The Financial Services Authority (FSA) has warned adviser businesses they risk mis-selling to consumers, even with the abolition of commission, if they remunerate their staff based on the revenues they earn.
In a guidance consultation issued this morning, the regulator has set out how its successor, the Financial Conduct Authority (FCA), will seek to minimise the risks to customers from financial incentives.
The proposed guidance tells firms they need to properly consider the risks of mis-selling as a result of their own schemes, review whether their governance and controls are adequate, and make changes to address any inadequacies.
"This guidance applies to all firms in retail financial services with staff who are part of an incentive scheme and deal directly with retail customer transactions," the FSA said.

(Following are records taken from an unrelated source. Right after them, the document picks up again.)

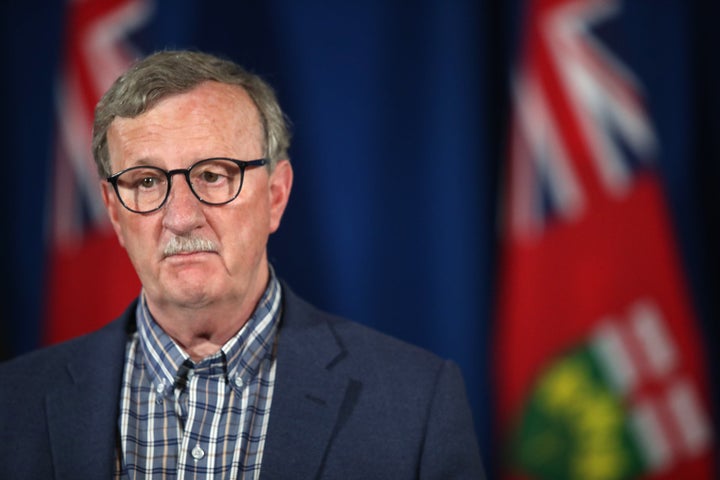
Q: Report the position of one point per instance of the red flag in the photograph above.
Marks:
(600, 372)
(90, 279)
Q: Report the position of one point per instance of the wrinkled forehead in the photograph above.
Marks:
(212, 119)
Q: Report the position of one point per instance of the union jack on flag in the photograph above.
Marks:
(89, 279)
(600, 371)
(581, 128)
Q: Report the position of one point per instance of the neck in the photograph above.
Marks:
(201, 330)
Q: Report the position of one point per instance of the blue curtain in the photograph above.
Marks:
(399, 112)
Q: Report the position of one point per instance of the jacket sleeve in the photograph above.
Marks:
(450, 448)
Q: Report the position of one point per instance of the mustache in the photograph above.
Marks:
(179, 244)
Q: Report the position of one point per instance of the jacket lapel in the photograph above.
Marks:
(310, 400)
(82, 413)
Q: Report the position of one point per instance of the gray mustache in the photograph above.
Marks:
(188, 245)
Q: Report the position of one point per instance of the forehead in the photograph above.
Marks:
(213, 119)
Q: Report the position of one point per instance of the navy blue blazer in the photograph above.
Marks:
(349, 403)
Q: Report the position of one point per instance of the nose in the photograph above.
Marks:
(182, 212)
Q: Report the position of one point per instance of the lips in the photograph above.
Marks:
(179, 245)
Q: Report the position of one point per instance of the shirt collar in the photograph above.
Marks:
(238, 360)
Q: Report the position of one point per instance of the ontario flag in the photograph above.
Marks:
(90, 279)
(600, 371)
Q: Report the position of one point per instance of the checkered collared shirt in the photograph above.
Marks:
(186, 420)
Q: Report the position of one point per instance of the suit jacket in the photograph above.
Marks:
(348, 403)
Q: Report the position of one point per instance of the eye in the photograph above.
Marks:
(147, 182)
(210, 176)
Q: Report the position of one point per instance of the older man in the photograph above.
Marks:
(218, 370)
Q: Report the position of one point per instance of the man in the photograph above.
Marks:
(218, 370)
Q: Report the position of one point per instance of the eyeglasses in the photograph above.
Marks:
(214, 181)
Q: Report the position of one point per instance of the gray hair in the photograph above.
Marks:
(168, 73)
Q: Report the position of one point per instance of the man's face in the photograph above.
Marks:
(212, 120)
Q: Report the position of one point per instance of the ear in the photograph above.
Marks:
(280, 184)
(113, 207)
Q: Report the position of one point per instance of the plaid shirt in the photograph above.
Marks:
(186, 420)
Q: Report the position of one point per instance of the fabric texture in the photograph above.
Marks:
(183, 419)
(348, 403)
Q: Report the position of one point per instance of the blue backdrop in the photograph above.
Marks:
(399, 112)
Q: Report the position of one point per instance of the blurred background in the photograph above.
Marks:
(406, 118)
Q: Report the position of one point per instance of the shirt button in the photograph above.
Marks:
(198, 452)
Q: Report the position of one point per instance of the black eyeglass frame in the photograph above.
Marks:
(242, 164)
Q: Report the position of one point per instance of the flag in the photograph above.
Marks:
(90, 279)
(600, 370)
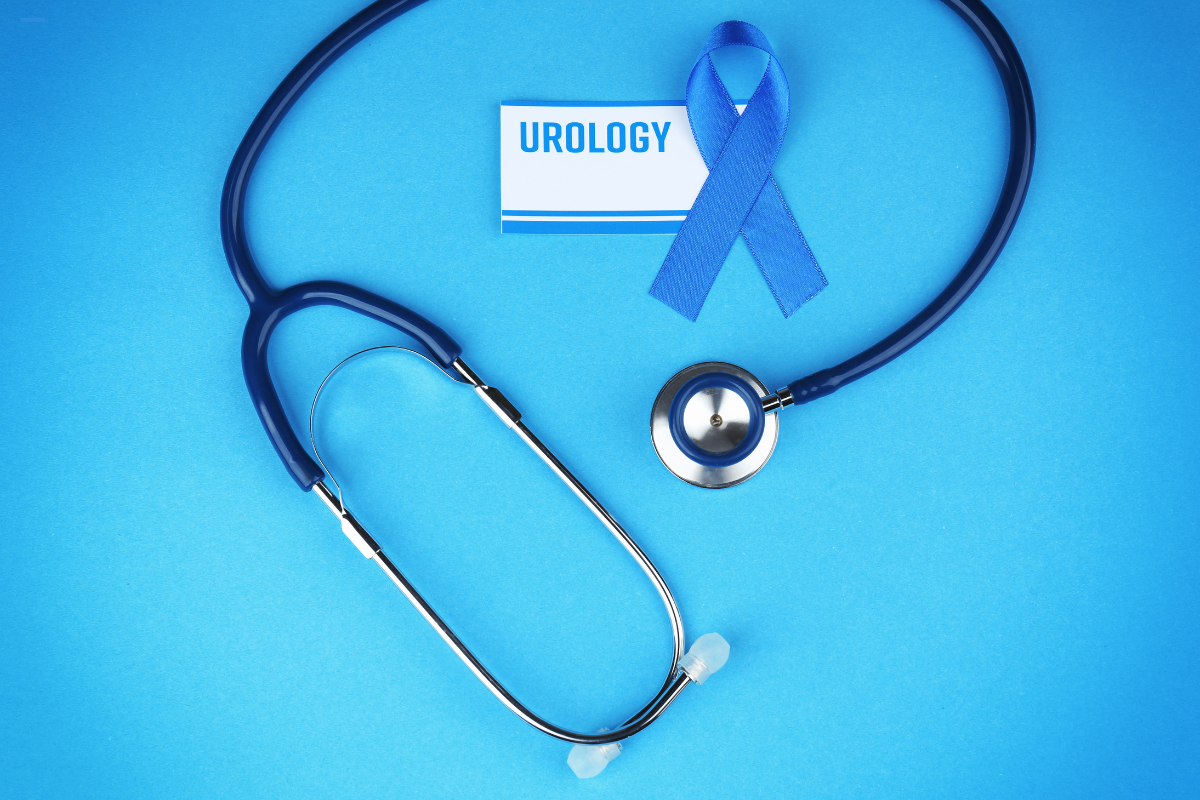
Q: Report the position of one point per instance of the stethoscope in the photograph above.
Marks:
(713, 425)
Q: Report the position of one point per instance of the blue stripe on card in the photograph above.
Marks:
(598, 103)
(595, 214)
(593, 227)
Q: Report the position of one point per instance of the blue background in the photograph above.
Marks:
(972, 573)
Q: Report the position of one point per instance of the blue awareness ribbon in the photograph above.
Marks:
(741, 194)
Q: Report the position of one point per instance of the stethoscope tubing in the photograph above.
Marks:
(1008, 206)
(268, 308)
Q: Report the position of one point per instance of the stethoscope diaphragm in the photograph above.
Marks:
(708, 425)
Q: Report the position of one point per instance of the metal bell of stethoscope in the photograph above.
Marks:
(714, 425)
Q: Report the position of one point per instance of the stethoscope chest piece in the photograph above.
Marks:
(708, 425)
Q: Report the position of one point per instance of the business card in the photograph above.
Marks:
(597, 168)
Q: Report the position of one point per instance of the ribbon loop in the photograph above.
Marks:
(739, 196)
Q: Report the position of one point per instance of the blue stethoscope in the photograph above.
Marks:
(713, 425)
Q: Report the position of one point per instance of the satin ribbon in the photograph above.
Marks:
(739, 196)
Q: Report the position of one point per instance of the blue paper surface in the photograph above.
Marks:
(972, 573)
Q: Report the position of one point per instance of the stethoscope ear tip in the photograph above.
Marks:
(709, 426)
(703, 657)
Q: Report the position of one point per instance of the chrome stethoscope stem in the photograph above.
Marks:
(676, 679)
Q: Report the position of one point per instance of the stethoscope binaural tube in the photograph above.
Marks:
(678, 449)
(269, 307)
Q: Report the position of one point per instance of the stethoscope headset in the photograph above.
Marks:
(713, 425)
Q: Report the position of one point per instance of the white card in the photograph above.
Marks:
(597, 168)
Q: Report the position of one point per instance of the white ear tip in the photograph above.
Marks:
(706, 656)
(588, 761)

"Firms affected by the Retail Distribution Review (RDR) will need to consider how their incentives increase the risk of mis-selling, even where they are based on fees."
Among the risks identified for small firms is variable pay, where advisers are remunerated purely based on the revenue they earn.
"This is a form of 100% variable pay, so these firms should be aware of the increased risk of mis-selling and have adequate controls to mitigate the risk," the FSA said.
"Advisers can also receive additional bonuses for exceeding a revenue threshold, which acts like an accelerator on their earnings."
Where a recurring problem is identified, the FSA said firms will need to investigate, take action and pay redress where consumers have suffered detriment.
Elsewhere in the paper, the FSA added 100% variable pay "significantly increases the risk of mis-selling".
The FSA also raised concerns that compliance costs are sometimes reduced if the adviser's revenue passes a certain threshold.
"This can create a disproportionate reward for marginal sales if advisers are trying to reach the threshold towards the end of any qualifying period, as the reduced compliance costs effectively increase future earnings," it said.
In a speech introducing the paper later this morning, Martin Wheatley (pictured), the CEO-designate of the FCA, will focus on mis-selling by banks and call for a change of culture across the industry.